Question for reflection: In my last five 1:1s — did I lead with the work or with the person? What did I learn about each direct report that I wouldn't have known from the work deliverables alone?
Why this, not another priority: Post-commitment anchoring is well understood intellectually and has a named practice. The relational investment gap is more resistant to insight because it is invisible from inside the dominant analytical frame. The 90-day work is not adding a new skill; it is beginning to make the subject-object shift that would allow Jordan to see the gap at all.
Connection to intrinsic motivation: Jordan's stated leadership identity — developing independent decision-makers — is the intrinsic motivation already present. The 90-day work is closing the gap between what Jordan already cares about and what the behavioral signals shows Jordan actually invests in. This is the kind of development that sustains because it resolves internal contradiction rather than adding external obligation.

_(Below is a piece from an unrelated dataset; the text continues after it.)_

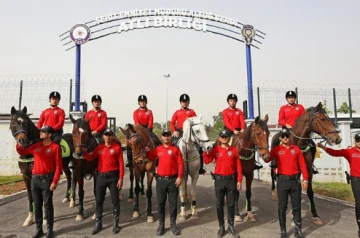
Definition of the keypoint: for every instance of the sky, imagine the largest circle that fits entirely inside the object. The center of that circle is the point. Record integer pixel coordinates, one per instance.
(306, 41)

The specific action: Before the 90-day period ends: identify one direct report who appears to be operating below their potential ceiling and initiate an explicit development conversation — not about their current sprint, but about where they want to be in 18 months and what Jordan could do to support that trajectory. The goal is not the outcome of the conversation. The goal is building the cognitive and relational habit of having it.
What success looks like: Not a behavior count. A shift in what Jordan notices in 1:1 conversations — from deliverable status to the person's experience of the work. That shift in noticing is the leading indicator that the identity experiment is working.